Thymol is part of a naturally occuring compound, an active ingredient of Thyme, when this chemical comes in contact with iron in a crude distillation process, it discolours to the yellow/brown. Considered throughout most of history to be an antiseptic and disenfectant in many uses. With strong antimicrobial agents that have been investigated to reduce bacterial resistance, as well as an effective fungicide. Wild Thyme has a higher percentage of phenols than Red Thyme so should be used with care as it will irritate the skin.
Eases respiratory, digestive complaints, and aids in the prevention and treatment of infection. From mild skin complaints of acne, bruises, burns, cuts, dermatitis, eczema, insect bites, lice, gum infection and oily skin. Also helping in circulation, muscles and joints ease. Boosts immunity and increases concentration. Calming and cleansing. Though use with caution - as it may cause some dermal irritation and sensitisation to some individuals. Use in moderation and always dilute before use.

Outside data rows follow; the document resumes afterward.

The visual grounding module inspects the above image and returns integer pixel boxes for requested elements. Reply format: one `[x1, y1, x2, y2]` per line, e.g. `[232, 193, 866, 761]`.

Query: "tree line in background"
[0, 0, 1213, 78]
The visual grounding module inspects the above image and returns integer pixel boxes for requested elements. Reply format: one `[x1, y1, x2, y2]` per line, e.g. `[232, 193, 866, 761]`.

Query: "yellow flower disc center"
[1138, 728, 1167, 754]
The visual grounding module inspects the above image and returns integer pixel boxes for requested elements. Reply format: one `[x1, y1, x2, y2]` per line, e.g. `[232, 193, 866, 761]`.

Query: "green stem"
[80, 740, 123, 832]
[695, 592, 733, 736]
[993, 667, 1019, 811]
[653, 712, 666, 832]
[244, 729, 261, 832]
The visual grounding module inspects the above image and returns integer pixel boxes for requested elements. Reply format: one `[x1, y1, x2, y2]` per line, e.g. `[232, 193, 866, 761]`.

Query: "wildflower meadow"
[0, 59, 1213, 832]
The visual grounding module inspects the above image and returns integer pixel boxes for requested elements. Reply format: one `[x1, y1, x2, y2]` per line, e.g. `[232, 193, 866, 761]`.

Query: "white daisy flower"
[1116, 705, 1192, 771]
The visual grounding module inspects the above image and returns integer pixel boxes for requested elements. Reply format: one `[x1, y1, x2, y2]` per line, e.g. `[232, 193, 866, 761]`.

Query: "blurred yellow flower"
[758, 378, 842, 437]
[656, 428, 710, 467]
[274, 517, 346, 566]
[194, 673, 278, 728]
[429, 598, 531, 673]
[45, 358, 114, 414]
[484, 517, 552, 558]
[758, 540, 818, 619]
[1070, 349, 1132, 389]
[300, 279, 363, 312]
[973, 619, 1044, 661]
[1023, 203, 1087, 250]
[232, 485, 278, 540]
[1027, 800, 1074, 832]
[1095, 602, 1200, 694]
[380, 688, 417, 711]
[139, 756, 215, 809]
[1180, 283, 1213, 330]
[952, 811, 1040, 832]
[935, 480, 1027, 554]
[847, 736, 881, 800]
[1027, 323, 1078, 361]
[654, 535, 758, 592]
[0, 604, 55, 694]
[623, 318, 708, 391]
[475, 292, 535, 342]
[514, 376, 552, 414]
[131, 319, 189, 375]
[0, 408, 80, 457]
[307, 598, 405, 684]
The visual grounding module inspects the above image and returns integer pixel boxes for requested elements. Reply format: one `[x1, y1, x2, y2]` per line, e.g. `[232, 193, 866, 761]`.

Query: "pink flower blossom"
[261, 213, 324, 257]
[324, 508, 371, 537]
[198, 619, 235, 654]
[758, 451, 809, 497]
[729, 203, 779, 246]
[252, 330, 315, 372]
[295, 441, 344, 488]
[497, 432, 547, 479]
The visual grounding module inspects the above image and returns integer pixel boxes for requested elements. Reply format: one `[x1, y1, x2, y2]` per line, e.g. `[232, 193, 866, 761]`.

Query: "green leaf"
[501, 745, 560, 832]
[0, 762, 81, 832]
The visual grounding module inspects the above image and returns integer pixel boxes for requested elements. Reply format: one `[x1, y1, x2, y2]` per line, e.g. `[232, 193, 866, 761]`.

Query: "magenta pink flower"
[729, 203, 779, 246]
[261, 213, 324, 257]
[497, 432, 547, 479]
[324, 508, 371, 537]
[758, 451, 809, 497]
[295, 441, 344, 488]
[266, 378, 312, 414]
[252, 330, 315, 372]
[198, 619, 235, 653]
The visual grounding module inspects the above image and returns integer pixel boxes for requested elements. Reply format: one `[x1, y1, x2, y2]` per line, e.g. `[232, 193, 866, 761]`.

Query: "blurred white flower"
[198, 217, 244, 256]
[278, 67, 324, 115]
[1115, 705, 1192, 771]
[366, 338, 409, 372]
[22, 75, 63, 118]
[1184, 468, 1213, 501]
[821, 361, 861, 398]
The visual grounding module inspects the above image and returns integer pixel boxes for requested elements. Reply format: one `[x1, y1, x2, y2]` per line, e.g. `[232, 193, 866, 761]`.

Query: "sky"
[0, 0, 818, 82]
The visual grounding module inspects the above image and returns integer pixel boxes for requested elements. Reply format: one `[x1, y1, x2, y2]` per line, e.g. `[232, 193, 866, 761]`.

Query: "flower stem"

Safety Precaution : Flammable.
Blends well with : Bergamot, Cinnamon, Clary Sage, Grapefruit, Lavandin, Lavender, Lemon, Pine, Rosemary, and Ylang Ylang.
FACT : The use of Thyme is considered as one of the earliest medicinal plants ever used in Western herbal medicine. Besides complimenting culinary needs, it has since been noted from the 16th Century of its antiseptic properties. In the south of France, Wild Thyme is recognised as a symbol of extreme Republicanism.